Ma playlist idéale

Georgio, La Poison, Mat Bastard en concert au festival Ouest Park (Havre)

(Je suis nulle pour les titres mais j’ai la flemme d’en trouver un mieux)

Ce vendredi je suis allée au festival Ouest Park au Havre. Il n’a pas plu (ce qui tient du miracle) j’ai mangé de la street food sicilienne (excellente mais qui a fait monté mon bobomètre, déjà à un très haut niveau, de plusieurs degrés) et, surtout, j’ai vu des concerts (c’est un peu le but d’un festoche).
Il faut savoir un truc quand on débarque au Havre : quand le public n’aime pas, il n’aime vraiment pas.
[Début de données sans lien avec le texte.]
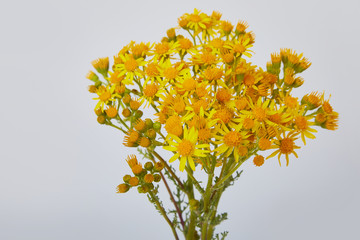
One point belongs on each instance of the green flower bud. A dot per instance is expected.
(157, 178)
(149, 123)
(101, 119)
(138, 114)
(126, 178)
(157, 126)
(148, 166)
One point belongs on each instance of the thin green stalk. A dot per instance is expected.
(169, 169)
(192, 223)
(119, 128)
(197, 184)
(163, 213)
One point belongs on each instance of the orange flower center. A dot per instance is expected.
(189, 84)
(170, 73)
(259, 113)
(276, 118)
(301, 122)
(185, 148)
(223, 95)
(208, 58)
(152, 70)
(150, 90)
(204, 134)
(225, 115)
(185, 43)
(239, 48)
(232, 139)
(131, 65)
(286, 145)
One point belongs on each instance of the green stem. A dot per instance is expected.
(192, 223)
(112, 125)
(169, 169)
(229, 174)
(197, 184)
(163, 213)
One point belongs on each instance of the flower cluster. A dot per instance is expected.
(211, 106)
(208, 95)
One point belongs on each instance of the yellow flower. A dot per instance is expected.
(286, 145)
(101, 65)
(231, 141)
(186, 148)
(197, 21)
(105, 96)
(240, 46)
(302, 124)
(130, 68)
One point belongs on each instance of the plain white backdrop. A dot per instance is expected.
(59, 167)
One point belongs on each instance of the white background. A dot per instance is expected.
(59, 167)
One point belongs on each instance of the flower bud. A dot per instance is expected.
(134, 181)
(148, 166)
(157, 126)
(126, 178)
(126, 112)
(157, 178)
(194, 204)
(126, 99)
(149, 178)
(159, 166)
(111, 112)
(101, 119)
(149, 123)
(138, 114)
(122, 188)
(151, 133)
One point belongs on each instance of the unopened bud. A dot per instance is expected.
(126, 178)
(158, 166)
(126, 112)
(101, 119)
(151, 133)
(157, 178)
(123, 188)
(148, 166)
(126, 99)
(148, 123)
(157, 126)
(138, 114)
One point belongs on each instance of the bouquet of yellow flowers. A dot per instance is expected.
(212, 110)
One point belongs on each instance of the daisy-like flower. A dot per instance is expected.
(186, 149)
(286, 145)
(240, 46)
(151, 91)
(105, 96)
(197, 21)
(302, 124)
(130, 68)
(259, 112)
(231, 141)
(164, 50)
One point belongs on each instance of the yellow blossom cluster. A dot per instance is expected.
(208, 98)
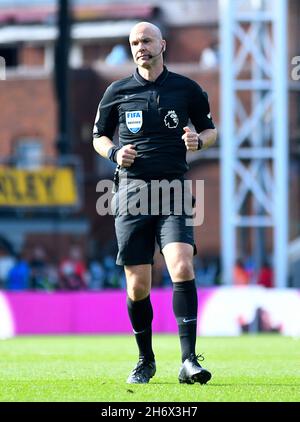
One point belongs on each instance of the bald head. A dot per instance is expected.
(147, 46)
(145, 28)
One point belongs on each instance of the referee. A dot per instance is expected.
(152, 109)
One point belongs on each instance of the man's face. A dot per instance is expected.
(145, 43)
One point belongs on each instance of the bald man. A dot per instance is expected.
(152, 109)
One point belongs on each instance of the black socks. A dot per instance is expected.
(185, 306)
(141, 315)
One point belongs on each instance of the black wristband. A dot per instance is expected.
(112, 154)
(200, 143)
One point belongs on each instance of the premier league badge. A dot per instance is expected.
(134, 120)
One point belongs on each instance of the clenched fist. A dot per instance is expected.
(191, 139)
(126, 155)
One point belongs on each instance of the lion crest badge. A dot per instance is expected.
(171, 119)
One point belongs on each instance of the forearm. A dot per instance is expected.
(102, 145)
(208, 136)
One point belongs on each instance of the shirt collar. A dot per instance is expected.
(159, 81)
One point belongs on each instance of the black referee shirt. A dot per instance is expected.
(151, 116)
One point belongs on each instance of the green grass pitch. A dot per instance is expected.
(94, 369)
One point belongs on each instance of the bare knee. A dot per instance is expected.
(182, 270)
(137, 290)
(138, 280)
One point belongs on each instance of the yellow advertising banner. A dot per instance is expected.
(47, 186)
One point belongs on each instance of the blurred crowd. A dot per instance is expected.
(74, 272)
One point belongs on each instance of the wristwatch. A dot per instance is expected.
(200, 143)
J’ai vu des concerts avec une ambiance plus froide qu’une pierre tombale. Par contre, quand il aime, il devient juste incontrôlable. Pendant un temps, la cité portuaire était un peu le crash test des artistes. Quand ils arrivaient à passer le Havre sans encombre – ou mieux : avec les honneurs du public – ils pouvaient partir assez sereinement sur les routes de France.
Et ce vendredi, le public a aimé.
D’abord Georgio, dont je connaissais seulement le titre Hera (aussi nom de son deuxième album), qui m’a donné envie, grâce à son concert complètement fou,  de choper toute sa discographie et de l’écouter en boucle. Sur scène, l’artiste de 24 ans se balade comme à la maison. Les musiciens aussi sont dingues et on sent une vraie osmose entre Georgio et eux. C’est tellement généreux que le public n’est pas en reste et j’ai eu l’impression d’assister à une réunion de famille (qui se passerait bien). Bref, il est vraiment à voir en live et je vous conseille vivement de le faire s’il passe dans votre coin.

Ensuite il y a eu La Poison que je ne connaissais absolument pas. Et là : révélation. Je pourrais passer mille ans à sortir des gros poncifs du genre : « c’est du Cramps à la française » ou « une Klaus Nomi au féminin » mais en réalité, on s’en fout. Oui, clairement il y a ces influences – visuellement, musicalement – mais pas seulement. C’est du rockabilly psyché électro garage… C’est tellement de chose qu’y mettre une étiquette est assez vain. Donc je vais reprendre leur slogan qui résume assez bien le bordel : Rock electro chimique. Voilà.
Après quelques recherches sur les internets, j’ai découvert que le groupe était composé de Daniel Jamet (ancien guitariste, entre autre, de la Mano Negra et de Mano Solo), de David Ménart et de Moon (ex-membres de Maximum Kouette). Les trois ont donc déjà un sacré CV.
Au tout début, les trois extraterrestres – ce sont vraiment des aliens, ce n’est pas une façon de parler – ont interrogé (« mais c’est quoi ce truc ?« ) pour finalement, en très peu de titres, nous contaminer.
Ça faisait un bail que je n’avais pas autant dansé à un concert (depuis King Khan si ma mémoire est bonne). C’est drôle, c’est chouette ! Allez-y ! Courez-y !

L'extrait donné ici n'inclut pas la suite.